[達人列伝 67] パプリカ 茨城県鉾田市・米川博一さん(54) 夏でも大果・肉厚実現 時間かけ 焦らず強い苗に

大きく実ったパプリカの生育を確かめる米川さん(茨城県鉾田市で)

 暑さに弱く夏場の栽培が難しいパプリカで土耕栽培にこだわり、大きく肉厚でみずみずしい理想のパプリカを追い求める達人がいる。茨城県鉾田市の米川博一さん(54)だ。モットーは「辛抱」。苗作りから焦らずじっくり時間をかけて栽培し、夏でも大きくおいしい赤と黄色のパプリカを生産。6月下旬から12月上旬まで品質を維持し、JA茨城旭村蔬菜(そさい)部会パプリカ部でトップの収量を上げ産地をけん引する。

 米川さんのパプリカは肉厚で、手に取ると見た目の大きさ以上に重さを感じる。みずみずしく、二つに割ると「プシュッ」と音がし、水が滴り落ちる。大きさは、輸入物より一回り大きい160~199グラムが多いが、大きいもので400グラム超に達する。

 こだわるのは苗作り。パプリカは暑さに弱く、夏は3割が規格外品になる。時間をかけて根を張り、暑さに強い苗を作る。一般的な日数より30日長い90日間、適度なストレスを与えながら育てる。定植後も1日5、6回ハウスに行き、風向きに合わせ小まめな温湿度や水管理を徹底する。

 出合いは14年前、種苗会社の営業マンから栽培を勧められた。まだ一般的でなくあまり食べたこともなかったが、妻の幸子さん(53)と「こんなきれいな野菜があるんだ」と、一目ぼれした。

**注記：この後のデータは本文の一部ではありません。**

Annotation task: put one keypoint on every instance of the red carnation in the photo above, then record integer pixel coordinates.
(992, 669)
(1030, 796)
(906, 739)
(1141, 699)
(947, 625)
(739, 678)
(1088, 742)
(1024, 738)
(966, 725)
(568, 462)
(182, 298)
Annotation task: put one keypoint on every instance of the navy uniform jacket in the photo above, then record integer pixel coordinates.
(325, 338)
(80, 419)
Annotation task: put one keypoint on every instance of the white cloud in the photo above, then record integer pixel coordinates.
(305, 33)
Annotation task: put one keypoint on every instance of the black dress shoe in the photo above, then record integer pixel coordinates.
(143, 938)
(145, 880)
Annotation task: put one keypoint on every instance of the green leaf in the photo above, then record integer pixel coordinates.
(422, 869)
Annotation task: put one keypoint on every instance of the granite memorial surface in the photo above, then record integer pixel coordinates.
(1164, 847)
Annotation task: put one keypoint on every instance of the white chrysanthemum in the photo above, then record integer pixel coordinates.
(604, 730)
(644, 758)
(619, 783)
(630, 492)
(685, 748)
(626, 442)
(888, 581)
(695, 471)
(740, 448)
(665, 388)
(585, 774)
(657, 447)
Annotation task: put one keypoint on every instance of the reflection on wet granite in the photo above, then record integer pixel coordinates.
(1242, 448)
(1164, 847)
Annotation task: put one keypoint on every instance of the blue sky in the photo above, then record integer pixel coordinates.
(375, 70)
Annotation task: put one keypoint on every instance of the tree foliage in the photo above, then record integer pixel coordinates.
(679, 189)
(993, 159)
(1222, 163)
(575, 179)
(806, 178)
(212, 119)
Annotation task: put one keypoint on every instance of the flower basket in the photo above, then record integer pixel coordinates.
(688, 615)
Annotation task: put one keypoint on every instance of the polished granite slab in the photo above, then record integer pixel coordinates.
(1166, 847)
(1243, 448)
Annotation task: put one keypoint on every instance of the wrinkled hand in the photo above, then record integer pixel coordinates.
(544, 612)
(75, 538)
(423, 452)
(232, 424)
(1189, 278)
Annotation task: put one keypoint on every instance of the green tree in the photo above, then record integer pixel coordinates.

 同市はメロン生産量日本一の産地で、米川さんも1ヘクタールで栽培。当時は単価も良く、仲間からはパプリカ栽培を止められた。それでも将来を見据え、自分と妻の直感を信じ1年目から全てを切り替えた。夏に土耕で栽培する産地がなく、ゼロからのスタート。手探りでいろいろな栽培方法を試した。

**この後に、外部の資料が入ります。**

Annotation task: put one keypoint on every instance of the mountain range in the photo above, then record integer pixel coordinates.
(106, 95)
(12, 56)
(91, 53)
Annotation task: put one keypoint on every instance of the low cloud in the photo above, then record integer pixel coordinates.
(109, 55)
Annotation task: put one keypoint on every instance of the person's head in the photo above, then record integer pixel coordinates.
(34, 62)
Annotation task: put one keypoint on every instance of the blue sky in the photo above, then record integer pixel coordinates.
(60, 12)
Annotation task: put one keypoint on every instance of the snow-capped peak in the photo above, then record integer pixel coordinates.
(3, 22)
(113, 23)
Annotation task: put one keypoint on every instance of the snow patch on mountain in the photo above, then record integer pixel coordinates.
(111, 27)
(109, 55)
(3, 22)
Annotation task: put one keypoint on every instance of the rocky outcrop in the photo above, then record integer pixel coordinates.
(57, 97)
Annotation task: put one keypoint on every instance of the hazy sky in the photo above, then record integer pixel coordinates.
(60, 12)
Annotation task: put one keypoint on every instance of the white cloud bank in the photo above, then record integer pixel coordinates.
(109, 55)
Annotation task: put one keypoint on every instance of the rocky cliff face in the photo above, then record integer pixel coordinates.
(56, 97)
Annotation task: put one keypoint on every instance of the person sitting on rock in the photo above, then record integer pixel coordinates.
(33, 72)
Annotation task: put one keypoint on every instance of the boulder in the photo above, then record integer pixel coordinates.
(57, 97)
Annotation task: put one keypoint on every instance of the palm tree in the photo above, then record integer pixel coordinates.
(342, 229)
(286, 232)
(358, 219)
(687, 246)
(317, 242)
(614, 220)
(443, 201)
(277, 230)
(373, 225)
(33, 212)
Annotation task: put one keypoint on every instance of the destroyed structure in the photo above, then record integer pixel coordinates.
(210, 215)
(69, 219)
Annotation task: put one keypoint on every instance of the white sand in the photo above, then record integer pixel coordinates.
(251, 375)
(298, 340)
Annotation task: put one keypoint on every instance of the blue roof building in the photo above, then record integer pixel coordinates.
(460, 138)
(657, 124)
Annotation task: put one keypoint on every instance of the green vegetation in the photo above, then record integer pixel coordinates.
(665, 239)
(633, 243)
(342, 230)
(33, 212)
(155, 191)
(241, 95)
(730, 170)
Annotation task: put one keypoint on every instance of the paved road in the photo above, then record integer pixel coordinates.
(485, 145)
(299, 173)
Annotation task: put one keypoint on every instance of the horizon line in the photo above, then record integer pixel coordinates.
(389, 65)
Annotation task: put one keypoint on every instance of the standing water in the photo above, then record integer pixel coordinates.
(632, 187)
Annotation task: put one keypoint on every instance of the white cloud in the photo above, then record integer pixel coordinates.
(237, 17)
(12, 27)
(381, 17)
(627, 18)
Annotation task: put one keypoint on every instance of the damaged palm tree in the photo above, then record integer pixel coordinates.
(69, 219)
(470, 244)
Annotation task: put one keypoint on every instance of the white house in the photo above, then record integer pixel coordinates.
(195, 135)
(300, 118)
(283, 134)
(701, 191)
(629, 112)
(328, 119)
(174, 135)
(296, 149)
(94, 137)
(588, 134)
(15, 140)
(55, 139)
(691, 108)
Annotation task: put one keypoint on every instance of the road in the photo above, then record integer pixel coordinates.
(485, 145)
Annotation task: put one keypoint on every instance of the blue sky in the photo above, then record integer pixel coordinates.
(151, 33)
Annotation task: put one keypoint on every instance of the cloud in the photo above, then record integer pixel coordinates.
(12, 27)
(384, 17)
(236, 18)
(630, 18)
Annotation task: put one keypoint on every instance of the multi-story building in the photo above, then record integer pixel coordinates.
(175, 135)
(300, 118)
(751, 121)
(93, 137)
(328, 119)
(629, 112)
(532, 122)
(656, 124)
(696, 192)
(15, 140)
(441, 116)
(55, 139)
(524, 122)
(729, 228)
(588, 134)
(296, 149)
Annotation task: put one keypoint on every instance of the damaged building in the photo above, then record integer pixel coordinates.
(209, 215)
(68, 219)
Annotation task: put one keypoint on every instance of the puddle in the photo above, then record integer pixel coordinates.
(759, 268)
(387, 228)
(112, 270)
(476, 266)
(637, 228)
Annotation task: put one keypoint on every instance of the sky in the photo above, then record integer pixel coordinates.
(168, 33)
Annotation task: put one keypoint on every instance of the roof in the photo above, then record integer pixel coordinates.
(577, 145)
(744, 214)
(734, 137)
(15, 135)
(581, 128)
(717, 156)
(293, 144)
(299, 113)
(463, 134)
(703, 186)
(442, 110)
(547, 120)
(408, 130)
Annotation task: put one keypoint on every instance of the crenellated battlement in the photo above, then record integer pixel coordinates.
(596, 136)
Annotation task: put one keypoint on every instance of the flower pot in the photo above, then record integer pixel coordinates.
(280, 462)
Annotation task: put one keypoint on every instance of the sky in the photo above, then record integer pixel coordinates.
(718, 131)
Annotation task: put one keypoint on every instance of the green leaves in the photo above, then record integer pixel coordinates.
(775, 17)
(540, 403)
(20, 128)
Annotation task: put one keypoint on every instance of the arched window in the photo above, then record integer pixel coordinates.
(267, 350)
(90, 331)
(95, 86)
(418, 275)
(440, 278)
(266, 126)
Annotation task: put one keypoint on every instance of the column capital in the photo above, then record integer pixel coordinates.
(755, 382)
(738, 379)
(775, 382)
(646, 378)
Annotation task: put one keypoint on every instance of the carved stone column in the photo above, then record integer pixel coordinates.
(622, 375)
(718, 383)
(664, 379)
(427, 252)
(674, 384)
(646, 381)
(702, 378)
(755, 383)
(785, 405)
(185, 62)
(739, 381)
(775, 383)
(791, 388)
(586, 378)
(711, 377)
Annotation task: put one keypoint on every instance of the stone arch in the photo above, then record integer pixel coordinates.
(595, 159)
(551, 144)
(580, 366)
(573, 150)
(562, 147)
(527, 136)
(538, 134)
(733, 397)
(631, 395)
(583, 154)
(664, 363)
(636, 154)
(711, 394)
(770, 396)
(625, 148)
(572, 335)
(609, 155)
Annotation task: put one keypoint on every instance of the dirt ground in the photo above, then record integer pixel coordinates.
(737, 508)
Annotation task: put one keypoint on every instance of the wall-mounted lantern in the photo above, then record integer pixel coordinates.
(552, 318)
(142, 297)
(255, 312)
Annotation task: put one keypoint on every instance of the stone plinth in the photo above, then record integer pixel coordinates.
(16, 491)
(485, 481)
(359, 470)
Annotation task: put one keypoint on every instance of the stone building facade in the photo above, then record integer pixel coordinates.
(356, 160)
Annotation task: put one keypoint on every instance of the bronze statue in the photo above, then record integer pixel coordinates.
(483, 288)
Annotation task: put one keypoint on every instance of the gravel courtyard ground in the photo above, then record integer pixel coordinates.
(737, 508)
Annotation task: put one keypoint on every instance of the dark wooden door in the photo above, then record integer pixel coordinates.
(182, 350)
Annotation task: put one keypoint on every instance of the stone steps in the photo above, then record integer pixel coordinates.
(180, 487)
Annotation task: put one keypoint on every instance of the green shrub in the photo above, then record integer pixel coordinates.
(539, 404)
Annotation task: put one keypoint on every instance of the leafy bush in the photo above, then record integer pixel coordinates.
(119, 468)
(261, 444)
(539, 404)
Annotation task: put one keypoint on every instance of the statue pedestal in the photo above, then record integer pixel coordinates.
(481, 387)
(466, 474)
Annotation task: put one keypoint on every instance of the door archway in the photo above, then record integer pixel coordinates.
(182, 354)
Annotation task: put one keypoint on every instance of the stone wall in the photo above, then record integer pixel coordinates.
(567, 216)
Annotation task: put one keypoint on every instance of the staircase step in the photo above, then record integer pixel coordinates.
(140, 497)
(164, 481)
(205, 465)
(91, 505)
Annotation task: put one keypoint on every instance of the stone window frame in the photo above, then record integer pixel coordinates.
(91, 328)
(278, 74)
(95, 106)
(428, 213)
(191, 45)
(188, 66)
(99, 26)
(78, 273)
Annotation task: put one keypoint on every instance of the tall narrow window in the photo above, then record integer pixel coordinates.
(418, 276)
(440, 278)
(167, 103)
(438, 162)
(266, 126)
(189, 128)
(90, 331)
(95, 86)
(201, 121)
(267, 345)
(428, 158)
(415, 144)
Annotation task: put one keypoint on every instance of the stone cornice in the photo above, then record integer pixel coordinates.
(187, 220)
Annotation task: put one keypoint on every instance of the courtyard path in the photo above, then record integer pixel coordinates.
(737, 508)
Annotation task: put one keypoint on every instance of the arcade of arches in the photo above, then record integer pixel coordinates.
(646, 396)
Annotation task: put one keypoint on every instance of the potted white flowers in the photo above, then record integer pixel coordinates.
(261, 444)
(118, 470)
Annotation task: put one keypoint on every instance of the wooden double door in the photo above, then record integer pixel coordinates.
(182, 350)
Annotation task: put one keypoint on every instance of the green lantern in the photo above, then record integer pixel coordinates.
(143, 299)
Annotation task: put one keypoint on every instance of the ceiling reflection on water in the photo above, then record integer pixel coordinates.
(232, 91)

 販売面でも苦労した。当時、主流は小さな外国産。バイヤーからは「こんな大きいのは売れない」と言われた。消費者から求められると信じてJA茨城旭村と売り込み、3年目から認知され求められるように。「間違ってなかった」と理想のパプリカへの探求心にさらに火が付いた。現在はJAで「パプ王」の名称でブランド化し、消費者から「大きく味も濃い」と人気だ。

 3年ほど前から品質、収量が安定し、昨年は地域の平均10アール収量より、2トン以上多くなった。3年前には息子の康典さん(28)も就農。米川さんは「ゴールはない。消費者のためもっと大きくおいしいパプリカを長く出し続けたい」。親子3人で理想のパプリカへの探求を続ける。(三浦潤一)
 

経営メモ


 パプリカの赤と黄を1ヘクタール栽培する。労働力は家族3人と外国人実習生3人。昨年は90アールで栽培し、 10アール当たり7トンを出荷した。